If you have to resort to bribery to encourage your pooch to be on his best behavior (as we do), feed her the “Meat Lovers Kabob” available from the menu. That should do the trick!

Planning a pet friendly trip of your own? We’ll make it easy:
Pet Friendly Hotels | Pet Friendly Destinations | Pet Friendly Activities

  • Thanks so much for letting us know, Carmie Bednar! Park City has always been a fantatic place to visit with dogs, and we’re glad to know that the restuaruants are going out of their way to make sure our four-legged companions are still welcome.

  • Khris Sellin says:

    Good to know! Hopefully I’ll get back there one day.

  • Update… Park City restaurants are once again more dog friendly. Many paying for extra permits to solve the health code problems. :)

  • Khris Sellin That’s great news! I’m so glad you found the website helpful and that you and Brooklyn had a great trip. There’s nothing quite like traveling with your dog. <3

  • Khris Sellin says: Yeah, they seem to be moving backwards in Utah. On a brighter note, everywhere else I went was AWESOME! I drove cross-country (and back) with my little “demon dog” (Brooklyn the cocker spaniel) and we had a blast! I found many great places and tips through your blog. Thanks so much!

  • Shoot, Khris! I’m really sorry to hear that Log Haven no longer welcomes pets, and that you had to learn that the hard way.
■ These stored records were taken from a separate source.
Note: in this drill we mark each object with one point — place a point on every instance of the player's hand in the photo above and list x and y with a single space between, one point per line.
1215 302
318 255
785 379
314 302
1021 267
Not being able to find a pet friendly patio certainly puts a damper on any pet friendly trip, so we understand why you’re discouraged. I hope that as other states start removing these restrictive statutes that Idaho will catch on and take a look at how they can make their state more welcoming for pet travelers. Thanks for the heads up, and may your future pet travels be more enjoyable.

  • Khris Sellin says:

    Just in case anyone finds this page, like I did, and expects Park City to be dog friendly, it decidedly is not. Health codes prohibit dogs from even sitting at outdoor tables at restaurants and bars, and the formerly dog-friendly Log Haven no longer allows dogs. Sadly, I learned this the hard way.

  • Edeitz says:

    Their solution to the trail use of the mountain bikers or the dog walkers is a great idea. It deserves more attention.

  • michelechollow says:

    Amy, I would have trouble pulling myself away from such beauty too. I remember being in Saint Lucia, my favorite Caribbean island. Our hotel looked out on the Grand Pitons. The first morning, and every one after that, we had breakfast overlooking the Grand Pitons. I would sit and just stare at the beauty. People would come by and ask if I wanted to explore the island, which I did. However, I would have been quite content just staring at the mountains.